Sarau cultural no TMG assinalou o arranque das comemorações dos 75 anos da rádio local mais antiga do país

A Rádio Altitude levou a Revolução de Abril ao Teatro Municipal da Guarda (TMG) no sábado numa noite de memórias, música, dança e poesia. Num grande auditório praticamente esgotado, o sarau cultural marcou o arranque das comemorações dos 75 anos da emissora local mais antiga do país.
As canções “O Teu Poema” e “Depois do Adeus”, interpretadas pela jovem Maria Lucas, acompanhada ao piano por Daniel Lucas, fizeram a plateia recuar no tempo, antes da atuação da Escola de Ballet do Centro Cultural da Guarda, com a coreografia de Teresa Pais intitulada “O Antes e Depois da Liberdade” e concluída com cravos colocados na boca de cena. E foi com um TMG imerso no ambiente do 25 de Abril que aconteceu o primeiro momento alto da noite proporcionado pela tertúlia moderada por Albino Bárbara, onde Abílio Curto, António José Dias de Almeida e José Manuel Mota da Romana partilharam recordações e histórias de tempos sombrios e também de esperança.

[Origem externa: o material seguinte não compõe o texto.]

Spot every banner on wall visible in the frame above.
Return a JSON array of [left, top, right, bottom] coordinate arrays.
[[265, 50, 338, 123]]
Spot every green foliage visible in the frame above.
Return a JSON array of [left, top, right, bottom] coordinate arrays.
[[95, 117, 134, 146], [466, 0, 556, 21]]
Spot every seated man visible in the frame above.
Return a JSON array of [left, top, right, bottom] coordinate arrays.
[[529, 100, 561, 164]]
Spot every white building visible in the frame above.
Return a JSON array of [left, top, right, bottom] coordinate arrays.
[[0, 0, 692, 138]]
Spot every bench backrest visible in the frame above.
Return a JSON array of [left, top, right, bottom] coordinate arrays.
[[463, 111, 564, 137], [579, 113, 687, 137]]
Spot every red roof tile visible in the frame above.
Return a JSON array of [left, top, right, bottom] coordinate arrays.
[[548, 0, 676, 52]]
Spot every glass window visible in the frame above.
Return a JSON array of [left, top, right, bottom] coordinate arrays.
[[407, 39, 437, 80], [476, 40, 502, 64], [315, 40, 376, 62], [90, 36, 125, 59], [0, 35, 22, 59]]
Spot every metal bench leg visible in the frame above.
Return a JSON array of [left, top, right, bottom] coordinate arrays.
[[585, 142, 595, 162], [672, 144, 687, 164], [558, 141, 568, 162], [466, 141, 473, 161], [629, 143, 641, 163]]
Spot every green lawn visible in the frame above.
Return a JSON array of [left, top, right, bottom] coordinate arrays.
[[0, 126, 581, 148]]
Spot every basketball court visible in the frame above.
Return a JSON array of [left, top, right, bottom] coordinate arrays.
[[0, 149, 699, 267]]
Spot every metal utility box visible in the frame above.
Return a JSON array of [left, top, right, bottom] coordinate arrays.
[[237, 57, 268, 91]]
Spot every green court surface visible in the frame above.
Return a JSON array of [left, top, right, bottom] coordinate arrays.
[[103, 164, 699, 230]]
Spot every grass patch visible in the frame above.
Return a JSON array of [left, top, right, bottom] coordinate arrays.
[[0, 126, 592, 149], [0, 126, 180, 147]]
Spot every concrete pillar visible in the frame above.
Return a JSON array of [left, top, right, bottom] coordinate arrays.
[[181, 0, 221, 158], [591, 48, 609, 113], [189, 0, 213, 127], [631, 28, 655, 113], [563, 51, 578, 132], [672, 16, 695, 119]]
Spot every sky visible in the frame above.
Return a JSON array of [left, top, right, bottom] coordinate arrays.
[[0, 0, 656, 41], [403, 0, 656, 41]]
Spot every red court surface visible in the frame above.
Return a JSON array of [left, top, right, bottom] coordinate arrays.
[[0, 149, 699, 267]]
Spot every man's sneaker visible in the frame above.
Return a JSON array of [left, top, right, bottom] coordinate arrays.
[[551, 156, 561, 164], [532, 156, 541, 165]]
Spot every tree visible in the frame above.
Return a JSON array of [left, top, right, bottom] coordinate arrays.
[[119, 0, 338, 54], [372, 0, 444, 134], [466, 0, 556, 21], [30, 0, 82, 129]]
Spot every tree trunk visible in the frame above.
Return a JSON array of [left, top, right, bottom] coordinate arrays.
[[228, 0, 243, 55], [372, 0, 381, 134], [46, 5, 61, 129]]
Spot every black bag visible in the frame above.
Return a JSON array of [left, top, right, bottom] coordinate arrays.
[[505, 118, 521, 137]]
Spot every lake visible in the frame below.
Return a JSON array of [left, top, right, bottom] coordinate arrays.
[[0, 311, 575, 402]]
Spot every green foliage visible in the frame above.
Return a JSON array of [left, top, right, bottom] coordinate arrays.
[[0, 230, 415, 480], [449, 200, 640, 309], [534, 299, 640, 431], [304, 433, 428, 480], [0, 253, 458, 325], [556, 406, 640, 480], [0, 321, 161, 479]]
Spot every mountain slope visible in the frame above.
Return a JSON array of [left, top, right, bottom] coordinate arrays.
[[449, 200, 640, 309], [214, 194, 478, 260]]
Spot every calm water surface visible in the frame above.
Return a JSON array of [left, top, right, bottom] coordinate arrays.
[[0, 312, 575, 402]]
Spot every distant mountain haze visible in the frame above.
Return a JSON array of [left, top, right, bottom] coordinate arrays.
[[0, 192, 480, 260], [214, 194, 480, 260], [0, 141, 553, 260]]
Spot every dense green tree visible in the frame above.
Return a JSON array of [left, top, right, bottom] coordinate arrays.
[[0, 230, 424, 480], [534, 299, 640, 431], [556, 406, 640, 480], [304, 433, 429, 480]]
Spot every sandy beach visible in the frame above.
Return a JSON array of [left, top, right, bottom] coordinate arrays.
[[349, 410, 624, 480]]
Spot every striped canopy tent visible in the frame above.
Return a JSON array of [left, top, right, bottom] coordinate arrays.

O antigo presidente da Câmara da Guarda e ex-colaborador da rádio recordou quando arriscava passar discos de Zeca Afonso, Manuel Freire, Francisco Fanhais ou Adriano Correia de Oliveira no seu programa diário de final de tarde, intitulado “Cocktail Musical”. Até ao dia em que a emissão foi interrompida: «Tínhamos sempre alguém que ouvia ou era informado por alguém do Altitude que fulano tal estava a passar música deste ou daquele cantor. Normalmente, eu fechava o programa com “O Pescador da Barca Bela”, do Adriano, e há um dia em que o administrador da rádio, que era também diretor do Sanatório Sousa Martins, entrou no estúdio, pôs a mão em cima do gira-discos e fechou imediatamente a emissão», partilhou Abílio Curto, segundo o qual a popularidade e influência do Altitude era de tal ordem que não raras vezes os ouvintes mandavam “reparar” os aparelhos na empresa Amílcar & Grilo quando a emissão ia abaixo.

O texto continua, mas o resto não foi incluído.